Although, that may be up for debate.

South Fellini’s Fashion District location will showcase a mannequin used in the 1987 Philly-filmed romantic comedy Mannequin, co-owner Tony Trov says. In the film, the mannequin, known as Emmy, comes to life at night to help protagonist Jonathan Switcher (Andrew McCarthy) create window displays in a Philadelphia department store called Prince & Company.

The flick, which starred Kim Cattrall as Emmy, was filmed in Philly at Center City’s John Wanamaker Department Store, which is now Macy’s. A 1991 sequel, Mannequin Two: On the Move, was also later filmed at Wanamaker’s.
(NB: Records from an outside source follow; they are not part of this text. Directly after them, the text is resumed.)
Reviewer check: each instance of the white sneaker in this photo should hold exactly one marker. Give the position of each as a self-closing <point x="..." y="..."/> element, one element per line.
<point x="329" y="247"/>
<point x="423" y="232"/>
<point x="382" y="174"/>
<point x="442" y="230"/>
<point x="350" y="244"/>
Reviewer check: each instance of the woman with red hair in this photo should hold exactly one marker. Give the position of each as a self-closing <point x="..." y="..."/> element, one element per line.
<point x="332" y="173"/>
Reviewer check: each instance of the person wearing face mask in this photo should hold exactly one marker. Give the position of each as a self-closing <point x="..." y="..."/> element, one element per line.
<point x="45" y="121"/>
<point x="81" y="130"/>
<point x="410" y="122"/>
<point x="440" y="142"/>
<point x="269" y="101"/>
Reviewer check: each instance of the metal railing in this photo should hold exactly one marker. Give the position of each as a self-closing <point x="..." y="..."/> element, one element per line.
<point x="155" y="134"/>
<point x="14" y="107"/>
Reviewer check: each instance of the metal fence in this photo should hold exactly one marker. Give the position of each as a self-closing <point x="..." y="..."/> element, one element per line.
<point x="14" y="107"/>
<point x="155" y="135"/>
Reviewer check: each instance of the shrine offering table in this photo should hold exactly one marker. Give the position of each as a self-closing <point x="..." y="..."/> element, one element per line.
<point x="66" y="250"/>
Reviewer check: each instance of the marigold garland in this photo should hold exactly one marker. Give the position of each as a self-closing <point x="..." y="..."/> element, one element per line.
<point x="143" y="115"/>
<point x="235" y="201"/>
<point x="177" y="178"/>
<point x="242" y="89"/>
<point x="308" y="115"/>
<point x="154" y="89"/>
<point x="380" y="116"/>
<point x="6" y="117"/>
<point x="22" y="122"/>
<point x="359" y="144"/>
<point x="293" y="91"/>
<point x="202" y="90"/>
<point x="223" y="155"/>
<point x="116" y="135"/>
Trov says one of the Mannequin mannequin’s is seeing the light of day once more after years in storage. A crew member from the films who wishes to remain anonymous apparently gifted the South Fellini crew the set piece — one of 20 mannequins used for action scenes during the shoot, the crew member says — and Trov and his cohorts cleaned it up for display. Six other copies were made by sculptor Tanya Wolf Ragir for close-ups in the movie.

“The copy we have only needed some paint touch-ups and a new wig,” Trov says. “We settled on ‘Disco Angel’ from the Halloween store.”

Trov says he knows his mannequin is a real-deal film prop because it bears an embossed logo of Wolf & Vine-Greneker, which created many of the full-body props used in the Mannequin movie. The South Fellini folks even cross-checked their Emmy with photos from a mannequin museum that has their own copy.

“Plus, come on,” Trov says. “In a side-by-side comparison, the resemblance is undeniable.”

However, after announcing online that they were in possession of an Emmy to display in their store, Cattrall herself claimed the prop was a fake, lending a little mystery to the situation. As Cattrall wrote on Twitter, South Fellini’s Emmy is “definitely not one of” the six mannequins made in her likeness for closeup shots, though she did not mention the apparent 20 copies made for action shots. Cattrall’s rep did not immediately respond to request for comment.

“Close but still not the real thing,” Cattrall wrote in a later Tweet. “The studio took 2 [mannequins], the director, producer, 1 went to a Mannequin museum & I still have mine.”

Trov, however, wasn’t shaken by Cattrall’s claim. In fact, he says she should come see South Fellini’s Emmy for herself.

“Kim dismissed it before she even saw a photo,” Trov says. “Hopefully she’ll come down and examine it in person before she makes any final judgements.”

The real test of its authenticity, however, may be whether the mannequin comes to life at night. Unfortunately, though, we may never know — the South Fellini folks had no comment about whether their Emmy has any magical properties.